On Monday, the rupee weakened past 43 per dollar to a one-month low, after oil hit a record above $143 a barrel and the local share market shed 2.5% on its way to posting its biggest monthly fall in 16 years. The local currency fell as far as 43.1150 per dollar, its lowest since May 22, when it hit a 13-month low of 43.21. It ended at 43.0250/03, down 0.3% from Friday’s close of 42.875/885 and taking its losses in 2008 to 8.4%.

“High oil prices, losses in the stock market, and high offshore rates put pressure on the rupee,” a senior dealer with a private bank said. One-month offshore non-deliverable forward contracts were quoting at 43.41/51, 0.9% weaker than the onshore rate.

Dealers said the central bank was seen selling dollars through state-run banks at around 43.10 per dollar, helping the rupee stop its fall and then recover some of its losses. Oil rose to a record of $143.67 a barrel, propelled by heightened tensions between Israel and Iran over Tehran’s nuclear programme.

Meanwhile, bond yields rose towards seven-year highs on Monday, on expectations record oil prices would cause a spike in inflation and that cash conditions may tighten and squeeze funds available for investment.

The 10-year bond yield ended at 8.69%, off an intra-day peak of 8.78% but up from Friday’s close of 8.58%.

Volumes were low at about Rs 1,110 crore on the central bank’s trading platform.

“Sentiment is very nervous that if inflation crosses 12%, the RBI could raise rates again,” a trader with a foreign bank said. Annual wholesale price inflation rate rose to 11.42% in mid-June, the highest in more than 13 years.
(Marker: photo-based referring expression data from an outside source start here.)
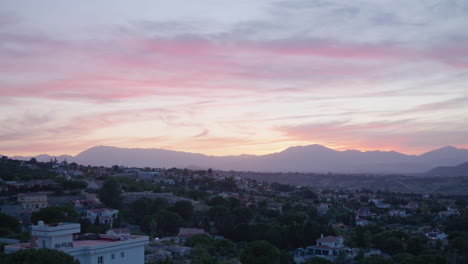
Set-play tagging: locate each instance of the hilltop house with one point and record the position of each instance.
(32, 201)
(103, 215)
(327, 246)
(88, 248)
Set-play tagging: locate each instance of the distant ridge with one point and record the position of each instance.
(311, 158)
(459, 170)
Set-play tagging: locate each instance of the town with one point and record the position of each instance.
(149, 215)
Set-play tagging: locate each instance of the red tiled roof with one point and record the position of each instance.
(187, 232)
(325, 247)
(328, 239)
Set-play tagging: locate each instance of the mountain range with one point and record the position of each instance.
(459, 170)
(311, 158)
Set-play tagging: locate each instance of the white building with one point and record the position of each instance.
(327, 246)
(88, 249)
(104, 215)
(400, 213)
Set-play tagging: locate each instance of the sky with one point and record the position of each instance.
(233, 77)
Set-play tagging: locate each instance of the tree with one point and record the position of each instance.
(110, 193)
(260, 252)
(416, 244)
(184, 209)
(9, 222)
(242, 215)
(165, 223)
(38, 256)
(318, 260)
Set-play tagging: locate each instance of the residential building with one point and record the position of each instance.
(327, 246)
(32, 201)
(400, 213)
(185, 233)
(88, 248)
(323, 209)
(103, 215)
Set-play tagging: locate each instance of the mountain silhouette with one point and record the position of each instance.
(311, 158)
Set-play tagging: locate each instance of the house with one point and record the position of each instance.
(361, 221)
(119, 231)
(32, 201)
(412, 205)
(327, 246)
(383, 205)
(323, 209)
(103, 215)
(400, 213)
(88, 248)
(185, 233)
(364, 212)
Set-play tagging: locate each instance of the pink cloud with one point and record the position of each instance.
(405, 136)
(136, 66)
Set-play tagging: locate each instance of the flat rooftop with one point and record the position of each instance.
(103, 239)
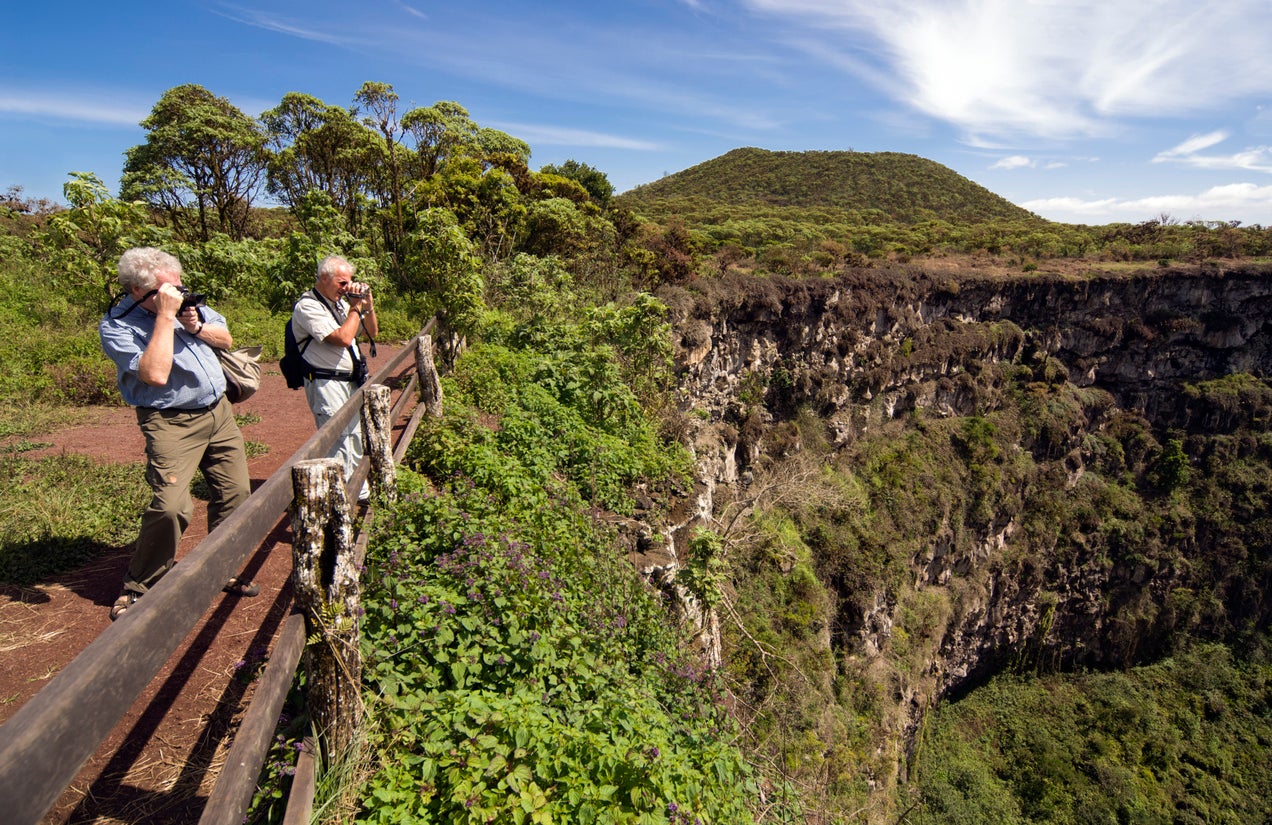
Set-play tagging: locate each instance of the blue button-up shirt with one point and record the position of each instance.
(196, 378)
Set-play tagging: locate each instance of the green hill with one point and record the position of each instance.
(892, 186)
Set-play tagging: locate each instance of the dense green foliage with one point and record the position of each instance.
(517, 669)
(905, 188)
(520, 670)
(821, 211)
(1184, 740)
Sentiments are bearish also because the central bank will auction Rs 10,000 crore of bonds on July 4.

Call money rate ended off lows because some banks stepped up borrowing towards the end of trade on Monday, dealers said. The two-day call rate ended at 8.40-8.60% compared to 8.70-8.75% Saturday. Earlier, call money rate had slipped to 6%, as demand waned. CBLOs had also touched an intra-day low of 1%. Demand was low on Monday because most banks have over-borrowed last week, dealers said. Call market volume was at Rs 15,500 crore, down from Rs 19,900 crore Friday.

RBI injected Rs 22,800 crore through repo, lower than Friday’s Rs 32,100 crore.